Carbon credits have emerged as a pivotal tool in the fight against climate change, offering a mechanism for companies and individuals to offset their carbon emissions. The idea took initial root in the 1980s, flourishing in the following decade. The atmosphere does not see jurisdictional boundaries and does not care where emission reductions occur. The truth about carbon credits is not so simple, says Barbara Haya, director of the Berkeley Carbon Trading Project. You can purchase these credits, trade them, and bundle them together—all in very convoluted manners. This natural process presents incredible opportunities and some notable challenges in our collective fight against climate change.
The effectiveness and transparency of carbon credits have long been under fire. Some projects, as noted by Kaya Axelsson, head of policy and partnerships at Oxford Net Zero, sell four or five credits for every one ton of carbon. By doing so, this duplicitous practice highlights how misleading these credits can be in claiming major emission reductions. Additionally, once land projects are established, they can be threatened by wildfires, disease, or even illegal harvest that can render the work ineffective. As experts such as Stephen Lezak point out, this is a dire time for additionality. This requires verifying that carbon projects are actually reducing emissions and in tandem, reducing overall carbon demand.
A different company was contracted to market the credits, generating attention and offset cash flow for the nascent Zimbabwe project. Originally, their estimates predicted a pull down of 50 million tons of CO2 from the air. By increasing supply, excess credits depress the price of non-garnered credits—those which have been legitimately earned. A 2020 study in the Proceedings of the National Academy of Sciences explains this phenomenon. Meanwhile, deforestation in Brazil's Cerrado rose by an estimated 13 percent following the adoption of the Amazon Soy Moratorium, underscoring the challenges in ensuring carbon projects' effectiveness.
The Complex Dynamics of Carbon Credit Trading
Carbon credits operate under an emerging cap-and-trade market. In fact, they can change hands numerous times before their final retirement or cashing in. This complex process sometimes becomes a veil of secrecy.
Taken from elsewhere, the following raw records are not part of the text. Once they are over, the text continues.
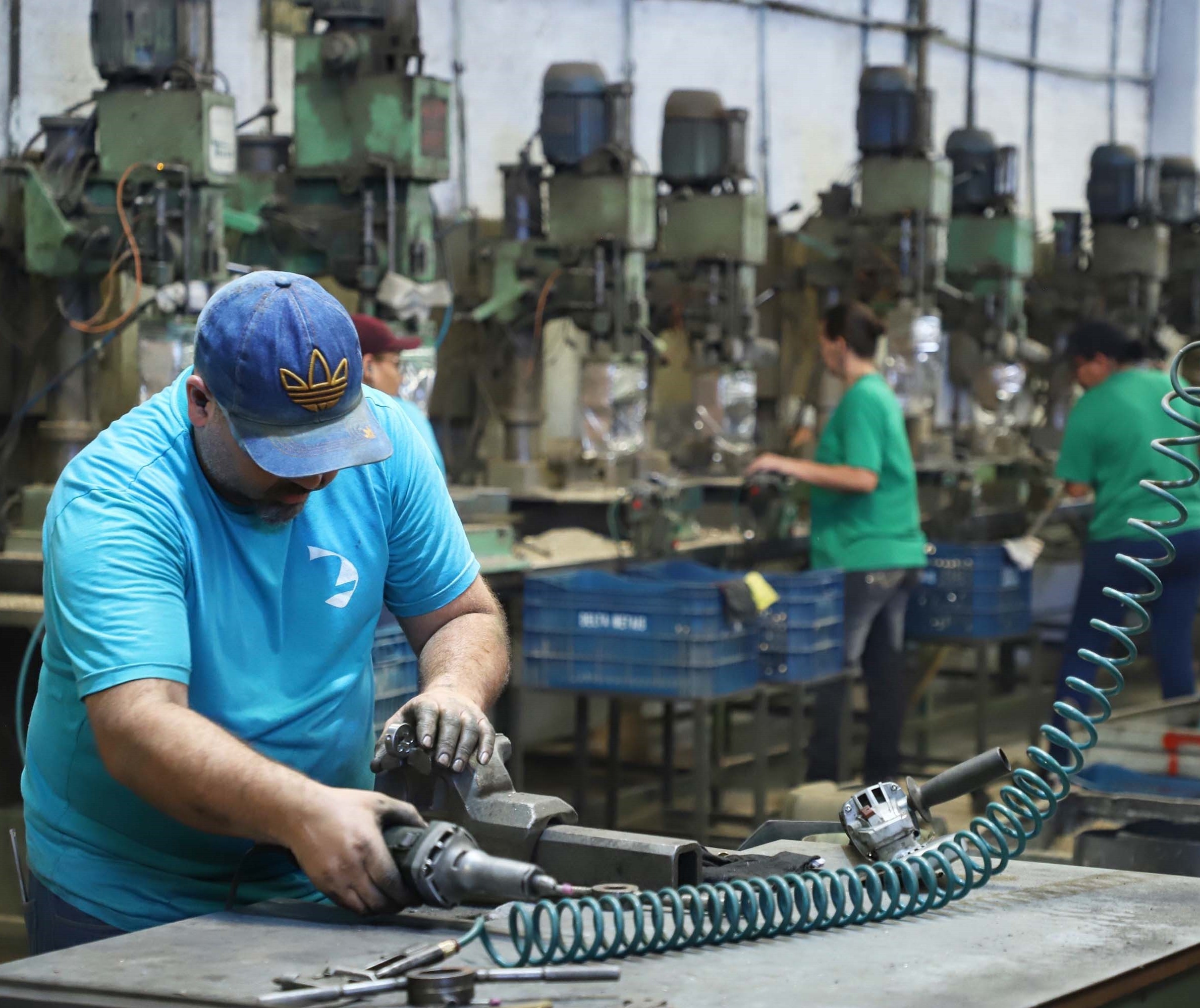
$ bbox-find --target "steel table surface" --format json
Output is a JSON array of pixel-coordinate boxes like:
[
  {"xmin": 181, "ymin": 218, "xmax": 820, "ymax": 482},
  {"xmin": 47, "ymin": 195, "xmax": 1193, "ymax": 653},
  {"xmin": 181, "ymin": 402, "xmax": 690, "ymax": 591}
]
[{"xmin": 0, "ymin": 844, "xmax": 1200, "ymax": 1008}]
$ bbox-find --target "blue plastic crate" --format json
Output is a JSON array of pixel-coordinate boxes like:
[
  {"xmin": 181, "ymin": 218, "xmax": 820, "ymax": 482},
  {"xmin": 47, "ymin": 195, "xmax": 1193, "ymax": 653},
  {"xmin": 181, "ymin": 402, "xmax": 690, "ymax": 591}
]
[
  {"xmin": 524, "ymin": 656, "xmax": 758, "ymax": 700},
  {"xmin": 758, "ymin": 619, "xmax": 846, "ymax": 654},
  {"xmin": 761, "ymin": 641, "xmax": 845, "ymax": 683},
  {"xmin": 910, "ymin": 586, "xmax": 1031, "ymax": 615},
  {"xmin": 522, "ymin": 569, "xmax": 758, "ymax": 697},
  {"xmin": 920, "ymin": 542, "xmax": 1032, "ymax": 592},
  {"xmin": 1075, "ymin": 763, "xmax": 1200, "ymax": 798},
  {"xmin": 524, "ymin": 570, "xmax": 744, "ymax": 640},
  {"xmin": 906, "ymin": 542, "xmax": 1032, "ymax": 640},
  {"xmin": 522, "ymin": 628, "xmax": 755, "ymax": 667},
  {"xmin": 905, "ymin": 602, "xmax": 1032, "ymax": 641},
  {"xmin": 630, "ymin": 561, "xmax": 845, "ymax": 682}
]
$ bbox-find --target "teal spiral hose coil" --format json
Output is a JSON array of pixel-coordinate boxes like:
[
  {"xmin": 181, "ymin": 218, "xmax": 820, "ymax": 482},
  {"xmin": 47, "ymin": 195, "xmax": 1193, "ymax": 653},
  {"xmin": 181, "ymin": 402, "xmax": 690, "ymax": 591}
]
[{"xmin": 462, "ymin": 342, "xmax": 1200, "ymax": 966}]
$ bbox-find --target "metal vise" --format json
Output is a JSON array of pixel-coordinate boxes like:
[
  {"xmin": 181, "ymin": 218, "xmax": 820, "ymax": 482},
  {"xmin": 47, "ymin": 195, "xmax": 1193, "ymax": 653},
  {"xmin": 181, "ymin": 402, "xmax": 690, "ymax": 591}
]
[{"xmin": 375, "ymin": 725, "xmax": 702, "ymax": 889}]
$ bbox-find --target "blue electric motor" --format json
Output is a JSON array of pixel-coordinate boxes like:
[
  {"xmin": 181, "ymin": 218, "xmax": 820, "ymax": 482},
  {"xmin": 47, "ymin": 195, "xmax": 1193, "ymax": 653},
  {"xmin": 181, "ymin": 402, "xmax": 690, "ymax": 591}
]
[
  {"xmin": 858, "ymin": 66, "xmax": 920, "ymax": 157},
  {"xmin": 541, "ymin": 63, "xmax": 609, "ymax": 168},
  {"xmin": 1087, "ymin": 144, "xmax": 1143, "ymax": 222}
]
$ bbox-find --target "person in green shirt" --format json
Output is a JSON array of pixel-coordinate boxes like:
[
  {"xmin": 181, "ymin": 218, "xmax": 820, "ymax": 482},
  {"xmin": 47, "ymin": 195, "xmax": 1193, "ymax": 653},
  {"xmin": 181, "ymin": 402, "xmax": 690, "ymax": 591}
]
[
  {"xmin": 1055, "ymin": 321, "xmax": 1200, "ymax": 756},
  {"xmin": 749, "ymin": 302, "xmax": 925, "ymax": 783}
]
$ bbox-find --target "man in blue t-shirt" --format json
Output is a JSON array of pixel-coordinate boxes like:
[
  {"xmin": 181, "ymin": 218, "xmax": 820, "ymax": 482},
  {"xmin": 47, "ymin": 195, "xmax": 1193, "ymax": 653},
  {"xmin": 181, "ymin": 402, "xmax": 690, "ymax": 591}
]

Barbara Haya explained:
“You know what credits have been issued, and then the next thing you know is who’s retired them, but you don’t know how many times the credits were bought and sold, and by whom.”
Such lack of clarity further complicates attempts to track the real world impact of carbon credits on emission reductions.
These complexities are further compounded by the potential for "leakage," a phenomenon described by Stephen Lezak:
“Leakage happens when supply is restricted, but demand is unchanged.”
This has the implication that when one area reduces emissions, another place has to increase them if overall demand is not reduced. Cumulatively the effect might be negated.
Ensuring Integrity and Transparency
The success of carbon credit projects depend on strong auditing practices to prove their integrity. Once a project goes into implementation, the developer brings on a third-party verifier. This third-party auditor, accredited by an independent certification body, provides the final sign-off on the project. Worries over independence still remain. Libby Blanchard remarked:
“If there’s some way to make the auditing process more independent and less tied to the outcome that the auditor provides, we would have a much better and transparent market.”
This highlights the imperative for a major rethink of the function of auditing to restore market transparency and credibility.
Additionality is and should be a fundamental pillar of any credible, rigorous carbon credit projects. Lezak argues that while projects should be additional, they should lower demand. Serious hurdles remain to making sure that projects deliver real emission reductions.
Buffer pools are designed to shield nature-based carbon storage projects from outside threats such as wildfires or invasive disease. They still don’t offer enough protections. A 2022 study in Frontiers in Forests and Global Change demonstrated that these pools might be too small to offer adequate protection.
Challenges in Measuring Carbon Storage
The permanence of carbon storage has been a source of contention. Today’s regulations would consider 100 years of storage plenty. According to many experts, this timeline is not enough. Greenhouse gases can have an atmospheric lifetime measured in millennia.
Moreover, only about 4 percent of carbon credits in the voluntary market stem from pure removals projects, according to data from the Berkeley Carbon Trading Project’s Voluntary Registry Offsets Database. This is a major red flag, because it shows an overuse of emissions offsets instead of actual removals.
Mandatory revenue sharing from every carbon project helps support neighboring local communities. Ayrey adds that on some projects, a portion of revenue generated goes back to residents who live near forests. This is hardly the norm, and project practices differ greatly.